How I Teach Complex Sentences

I have not always taught complex sentences to my upper grade students.

It was not on my curriculum standards....

So, I didn't teach it...

Then, our standards changed!

Complex sentences became a part of my language arts curriculum standards, and I was faced with the challenge of how to teach them to my fourth graders so that they would "get it." Truthfully, I was nervous and uncertain that I would be able to meet this challenge. To my surprise, my students exceeded my expectations and were not only able to recognize complex sentences, but more importantly, they were able to use complex sentences in their own writing. This was a game changer for me and such an eye-opener! I realized the potential that this skill could have on my students' writing!

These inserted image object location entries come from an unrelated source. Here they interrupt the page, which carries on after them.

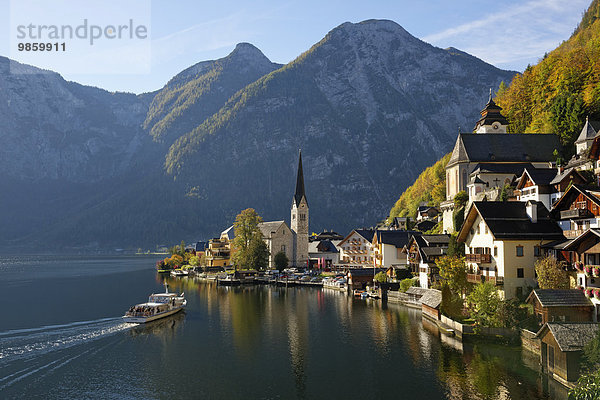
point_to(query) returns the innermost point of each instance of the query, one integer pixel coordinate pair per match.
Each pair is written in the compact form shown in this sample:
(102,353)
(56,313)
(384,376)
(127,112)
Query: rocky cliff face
(369,105)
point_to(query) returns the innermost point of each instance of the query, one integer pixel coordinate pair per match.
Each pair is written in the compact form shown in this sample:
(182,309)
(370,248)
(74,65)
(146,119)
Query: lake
(61,337)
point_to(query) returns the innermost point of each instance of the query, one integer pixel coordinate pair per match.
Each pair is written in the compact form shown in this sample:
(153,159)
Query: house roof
(539,176)
(589,131)
(268,227)
(559,177)
(398,239)
(573,192)
(425,225)
(570,336)
(416,291)
(560,298)
(504,147)
(509,220)
(432,298)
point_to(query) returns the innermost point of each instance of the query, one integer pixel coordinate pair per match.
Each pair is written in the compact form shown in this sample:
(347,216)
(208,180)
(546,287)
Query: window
(519,251)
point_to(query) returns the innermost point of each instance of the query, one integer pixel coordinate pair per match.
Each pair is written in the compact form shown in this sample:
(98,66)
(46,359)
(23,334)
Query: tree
(551,274)
(455,249)
(247,237)
(453,272)
(482,303)
(281,261)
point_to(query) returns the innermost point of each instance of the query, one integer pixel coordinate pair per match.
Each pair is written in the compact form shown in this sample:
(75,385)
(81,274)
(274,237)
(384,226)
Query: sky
(508,34)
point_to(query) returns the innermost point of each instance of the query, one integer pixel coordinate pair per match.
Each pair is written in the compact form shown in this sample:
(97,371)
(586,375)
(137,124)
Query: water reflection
(325,332)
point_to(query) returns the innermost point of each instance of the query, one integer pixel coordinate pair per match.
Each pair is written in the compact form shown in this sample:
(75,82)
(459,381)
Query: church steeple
(299,194)
(492,120)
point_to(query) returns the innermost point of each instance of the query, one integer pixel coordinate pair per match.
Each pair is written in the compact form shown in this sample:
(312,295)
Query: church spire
(299,194)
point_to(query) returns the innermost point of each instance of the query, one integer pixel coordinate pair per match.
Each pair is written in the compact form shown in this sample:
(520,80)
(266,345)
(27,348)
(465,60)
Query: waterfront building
(503,241)
(494,156)
(356,249)
(556,305)
(562,346)
(299,220)
(422,251)
(323,253)
(388,248)
(278,238)
(536,184)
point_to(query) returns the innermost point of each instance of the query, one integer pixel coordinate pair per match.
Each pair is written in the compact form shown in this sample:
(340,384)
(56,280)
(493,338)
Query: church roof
(490,114)
(504,147)
(589,131)
(268,227)
(299,193)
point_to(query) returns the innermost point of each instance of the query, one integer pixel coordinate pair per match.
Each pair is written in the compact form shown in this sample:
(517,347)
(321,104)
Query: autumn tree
(281,261)
(551,274)
(453,272)
(249,248)
(482,303)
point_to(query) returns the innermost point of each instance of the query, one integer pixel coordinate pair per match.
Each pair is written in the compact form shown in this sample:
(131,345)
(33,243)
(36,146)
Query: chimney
(531,209)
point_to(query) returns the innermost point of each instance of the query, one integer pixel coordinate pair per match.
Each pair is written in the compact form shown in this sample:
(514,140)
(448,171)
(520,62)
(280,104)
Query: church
(292,240)
(490,158)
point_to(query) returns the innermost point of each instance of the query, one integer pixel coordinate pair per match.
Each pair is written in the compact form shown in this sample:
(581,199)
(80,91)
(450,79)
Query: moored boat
(159,305)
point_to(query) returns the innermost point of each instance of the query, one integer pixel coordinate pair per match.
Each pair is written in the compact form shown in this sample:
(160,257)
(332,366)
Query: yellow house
(503,241)
(218,253)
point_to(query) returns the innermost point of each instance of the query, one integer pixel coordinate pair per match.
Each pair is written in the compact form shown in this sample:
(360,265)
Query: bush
(405,284)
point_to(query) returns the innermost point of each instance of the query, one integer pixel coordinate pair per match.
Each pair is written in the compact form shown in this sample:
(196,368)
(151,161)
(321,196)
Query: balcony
(572,234)
(478,278)
(479,258)
(576,213)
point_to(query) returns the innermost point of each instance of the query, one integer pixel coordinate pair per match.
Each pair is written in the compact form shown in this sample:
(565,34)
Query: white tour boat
(159,305)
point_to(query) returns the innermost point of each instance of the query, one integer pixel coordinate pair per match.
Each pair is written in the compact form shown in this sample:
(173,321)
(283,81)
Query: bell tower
(299,219)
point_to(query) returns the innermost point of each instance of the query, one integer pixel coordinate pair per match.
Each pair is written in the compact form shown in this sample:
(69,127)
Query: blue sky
(508,34)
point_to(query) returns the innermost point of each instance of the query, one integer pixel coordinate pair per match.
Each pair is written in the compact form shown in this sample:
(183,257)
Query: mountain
(369,105)
(556,95)
(201,90)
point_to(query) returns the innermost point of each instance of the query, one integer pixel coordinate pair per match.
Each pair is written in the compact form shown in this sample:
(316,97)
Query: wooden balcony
(479,258)
(572,234)
(576,213)
(477,278)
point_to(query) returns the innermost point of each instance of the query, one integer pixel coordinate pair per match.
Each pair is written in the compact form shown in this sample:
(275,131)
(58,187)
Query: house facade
(503,241)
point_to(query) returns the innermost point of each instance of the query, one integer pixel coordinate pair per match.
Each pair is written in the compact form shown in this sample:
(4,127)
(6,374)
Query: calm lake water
(61,337)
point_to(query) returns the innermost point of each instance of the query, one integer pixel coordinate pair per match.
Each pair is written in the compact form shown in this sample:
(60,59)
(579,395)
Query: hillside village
(510,202)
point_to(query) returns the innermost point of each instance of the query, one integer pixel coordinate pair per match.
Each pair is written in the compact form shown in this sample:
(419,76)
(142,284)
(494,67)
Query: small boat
(159,305)
(229,280)
(179,272)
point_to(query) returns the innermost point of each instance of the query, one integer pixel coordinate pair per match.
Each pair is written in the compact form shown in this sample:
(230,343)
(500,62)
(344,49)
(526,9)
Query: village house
(536,184)
(577,210)
(556,305)
(323,254)
(422,252)
(388,246)
(503,241)
(278,238)
(356,249)
(495,156)
(562,345)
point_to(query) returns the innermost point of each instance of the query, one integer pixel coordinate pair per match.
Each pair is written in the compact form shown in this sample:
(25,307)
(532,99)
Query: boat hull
(143,320)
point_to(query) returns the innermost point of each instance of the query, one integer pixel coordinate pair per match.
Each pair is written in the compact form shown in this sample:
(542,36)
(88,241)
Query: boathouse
(562,346)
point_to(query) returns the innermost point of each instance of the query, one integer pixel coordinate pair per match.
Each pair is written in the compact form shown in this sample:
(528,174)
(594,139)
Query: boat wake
(34,342)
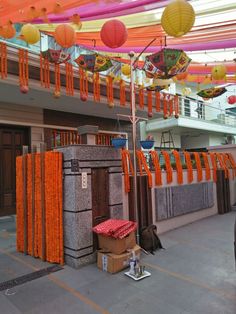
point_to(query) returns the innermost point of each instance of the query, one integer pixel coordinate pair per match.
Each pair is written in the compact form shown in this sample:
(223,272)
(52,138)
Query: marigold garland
(122,93)
(189,166)
(158,101)
(127,168)
(149,100)
(214,166)
(157,167)
(143,164)
(3,60)
(23,67)
(198,165)
(179,168)
(169,170)
(207,166)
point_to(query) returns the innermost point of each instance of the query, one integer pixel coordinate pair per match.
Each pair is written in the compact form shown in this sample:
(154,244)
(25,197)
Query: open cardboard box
(116,246)
(114,263)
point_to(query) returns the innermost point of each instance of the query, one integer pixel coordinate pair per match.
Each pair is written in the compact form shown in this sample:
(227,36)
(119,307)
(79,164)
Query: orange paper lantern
(114,33)
(65,35)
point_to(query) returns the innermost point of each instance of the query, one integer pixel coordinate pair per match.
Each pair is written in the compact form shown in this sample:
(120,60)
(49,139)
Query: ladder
(167,140)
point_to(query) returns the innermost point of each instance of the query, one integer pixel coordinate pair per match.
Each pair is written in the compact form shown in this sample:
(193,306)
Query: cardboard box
(114,263)
(116,246)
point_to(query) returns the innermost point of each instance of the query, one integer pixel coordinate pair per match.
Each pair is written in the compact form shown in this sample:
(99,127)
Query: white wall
(13,114)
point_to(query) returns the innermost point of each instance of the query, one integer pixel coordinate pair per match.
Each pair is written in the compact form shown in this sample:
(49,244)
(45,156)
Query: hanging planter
(119,142)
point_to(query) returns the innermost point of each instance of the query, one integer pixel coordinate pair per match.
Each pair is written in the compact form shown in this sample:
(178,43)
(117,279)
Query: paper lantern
(65,35)
(178,18)
(231,100)
(30,34)
(218,72)
(113,33)
(7,31)
(24,89)
(125,69)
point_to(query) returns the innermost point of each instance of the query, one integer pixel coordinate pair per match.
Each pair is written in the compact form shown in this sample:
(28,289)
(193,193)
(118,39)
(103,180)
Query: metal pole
(134,121)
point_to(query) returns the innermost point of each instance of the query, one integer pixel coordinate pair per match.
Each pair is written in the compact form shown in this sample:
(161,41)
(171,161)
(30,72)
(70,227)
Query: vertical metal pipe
(133,120)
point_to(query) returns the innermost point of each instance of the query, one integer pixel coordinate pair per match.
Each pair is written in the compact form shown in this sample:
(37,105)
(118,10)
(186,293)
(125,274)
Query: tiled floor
(195,274)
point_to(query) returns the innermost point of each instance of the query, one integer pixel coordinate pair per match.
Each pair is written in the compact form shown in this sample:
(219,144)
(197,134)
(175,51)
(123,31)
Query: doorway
(11,141)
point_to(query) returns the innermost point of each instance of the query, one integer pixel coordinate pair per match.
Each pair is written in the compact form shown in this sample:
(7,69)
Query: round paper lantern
(125,69)
(178,18)
(24,89)
(231,100)
(182,76)
(113,33)
(30,34)
(218,72)
(8,31)
(65,35)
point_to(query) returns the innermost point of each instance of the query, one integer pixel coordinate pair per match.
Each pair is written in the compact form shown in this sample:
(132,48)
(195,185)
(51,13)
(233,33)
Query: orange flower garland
(169,170)
(207,166)
(143,164)
(3,60)
(156,164)
(189,166)
(198,165)
(179,168)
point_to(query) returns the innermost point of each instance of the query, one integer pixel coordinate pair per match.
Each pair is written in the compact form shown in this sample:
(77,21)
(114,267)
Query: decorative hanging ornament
(125,69)
(65,35)
(30,34)
(218,72)
(113,33)
(178,18)
(8,31)
(231,100)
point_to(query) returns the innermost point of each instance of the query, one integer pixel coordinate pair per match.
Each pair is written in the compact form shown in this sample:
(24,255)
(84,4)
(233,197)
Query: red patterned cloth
(115,228)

Teaching complex sentences became such a very important language arts standard to me that I realized that I needed to teach it early in the school year to have the most benefit for my students.  I want to share with you some of the ideas that I use in my classroom to help my students grasp complex sentences.

Begin with a Dependent and Independent Clauses Mini-Lesson:

I have found that for my students, the best way to introduce complex sentences is to begin with introducing dependent and independent clauses. This gives students the foundation they need to understand the components that make up a complex sentence. My favorite lesson for introducing or reviewing dependent and independent clauses is my PowerPoint lesson. This quick and easy to use mini-lesson breaks down and introduces dependent and independent clauses in a simple way that students can understand. By providing my students with a strong understanding of dependent and independent clauses, students are able to better understand complex sentences.

Create an Anchor Chart:

As with any lesson, an anchor chart is a great visual for students to use as a reference. I created this anchor chart to help my students understand how to combine an independent clause and a dependent clause into a complex sentence. It also provides examples and can be displayed as a visual reference for my students to use as they are writing their own sentences.

Provide students an opportunity to practice with fun games:

Games always make learning a little more fun, and my students enjoy these easy games and activities.

3 Minute Race

Set a timer for 3 minutes. Have students write as many complex sentences as they can. They may refer to the anchor chart for help with subordinating conjunctions to begin their dependent clauses. When the timer rings, students stop writing. Students can share sentences with a partner to make sure the sentences are complex. Have the students with the most sentences stand. The person with the most shares all of their sentences with the class and gets a prize.

Two Complex and a Simple

Give each student an index card. Each student writes two complex sentences and one simple sentence on each card (in any order). Students then trade cards with a partner. Each partner tries to find the sentence that is not a complex sentence.

Create Flipbooks

Students can create a simple, but fun flipbook that could be used as an assessment. Simply fold a sheet of paper in half like a hot dog (make the paper long). Then create 4 flaps by making 3 separate cuts from the open edge to the fold. (Do not cut through both layers. Only cut through the top layer of the folded paper.) Turn the flipbook as shown above. On the top flap, each student will write "Complex Sentences". Underneath the flap she will write the definition of a complex sentence. On each of the remaining 3 flaps, students will choose and write one subordinating conjunction. Below each of those 3 flaps, the student will use that subordinating conjunction in her own sentence. Once complete, students may decorate and color the outside of the flipbook.

The wonderful thing about teaching students complex sentences is that once students learn how to use these sentences, it can transform their writing completely. When I begin teaching complex sentences and encouraging students to use them in their writing, I tell my students, "It will transform your writing from a third or fourth grade level to a middle school quality paper." This usually excites my students because what fourth grader doesn't want to be like a middle schooler? When my students enter fourth grade, most are still using basic simple sentences. A few have branched out to include compound sentences, so adding complex sentences to a students' writer's toolkit, can truly transform each child's writing ability.

Now, complex sentences is one of my favorite lessons to teach because of the transformation and improvement that I see in my students' writings. Over the years I have discovered that teaching complex sentences can be so much fun! It is a tremendous reward to see my students' writings filled with a variety of types of sentences, including some wonderful complex sentences. I have learned that just because the sentence is complex, doesn't mean that it's too complex for the students.